OpenMetadata
OpenMetadata copied to clipboard
support for duckdb
https://openmetadata.slack.com/archives/C02B6955S4S/p1697099341468359
https://github.com/open-metadata/OpenMetadata/blob/f63881b8b6f78b39a4a014eb3f67df62ce170780/ingestion/src/metadata/ingestion/lineage/models.py#L75 is listing duckdb
DBT supports duckdb
but for OM to ingest dbts nodes somehow the duckdb tables would need to be loaded beforehand
duckdb is a supported dialect for the lineage engine, but we do not have a connector yet.
It should be good contribution from our community by watching the tutorial or reviewing similar PRs
Thanks!
I see this issue is still open. I am interested in this project and contributing to it. Please assign a good first issue to me to work on. Thank you!
hi @saurabhyadav1985, assigned, thanks
Hey @saurabhyadav1985 , You Forgot To Add DuckDB.md File In openmetadata-ui/src/main/resources/ui/public/locales/en-US/Database . Please Check It.
hi @saurabhyadav1985 I see that the duckdb connection is a copy of the greenplum connection https://github.com/open-metadata/OpenMetadata/blob/main/openmetadata-spec/src/main/resources/json/schema/entity/services/connections/database/duckdbConnection.json
What properties do we actually need to connect there?
Actually, looks like almost all the greenplum code has been copy-pasted into DuckDB. Not sure that's the best approach here, since DuckDB might have its own types, connection specifications etc. This might need another iteration to get the right information.
I think it's worth it to revert the change and put some time to review the requirements of the connector, rather than shipping it as-is and having troubles ingesting and migrating data after this gets updated
@pmbrull what is the state of this? What exactly is missing? do you have some clear instructions? Maybe I find time to contribute
@geoHeil the past contribution did not solve the actual problem at hand, so it was reverted to avoid any confusion.

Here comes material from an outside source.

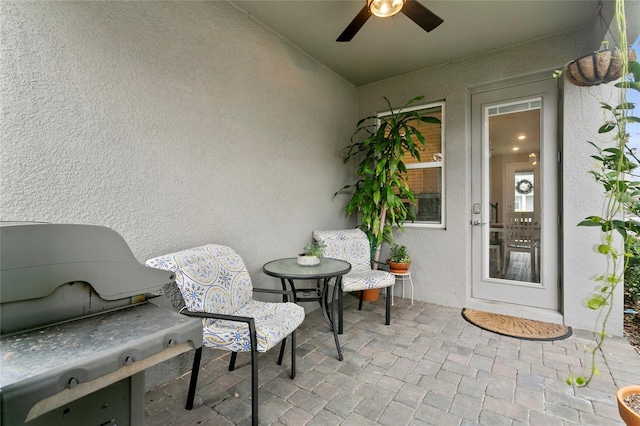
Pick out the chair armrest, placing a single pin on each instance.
(227, 317)
(287, 293)
(383, 264)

If you'd like to contribute, you can follow this guide https://docs.open-metadata.org/v1.3.x/developers/contribute/developing-a-new-connector
Thanks
This is really generic - if we want to reuse a DB connector let`s say postgres as a template for duckdb - can we speed up the process? I.e. is it enough to perhaps create the ingest connector but for the data model keep whatever postgres is offering (as that should be the same on the OM server side)
This is really generic - if we want to reuse a DB connector let`s say postgres as a template for duckdb - can we speed up the process? I.e. is it enough to perhaps create the ingest connector but for the data model keep whatever postgres is offering (as that should be the same on the OM server side)
You can take other PRs as examples. I shared one above. But in the end, type mapping, sqlalchemy etc. needs to be dependant on each connector. The overall framework is already designed to force you to touch as few things as possible.
I have created some preliminary DDB support - however outside of OMs standard ingestion framework - simply manually calling the API - would anyone be interested in re-using this?
I have created some preliminary DDB support - however outside of OMs standard ingestion framework - simply manually calling the API - would anyone be interested in re-using this?
Hi @geoHeil ! Whats your state at this? I also would contribute or even build a basic custom connector as we definitely will need this.
I am using a home-grown connector it does not have all the features/bells & whistles - but if desired I coud share it somehow
I am not sure if I would have the time to make a full blown integration here - it is basically a monkey pateched version of the python integration where I use some python code, compute the metadata which is needed and then push it to the OM API
for a proper integration (i.e. showing the icon of duckdb instead of here pg) someone would have to do more.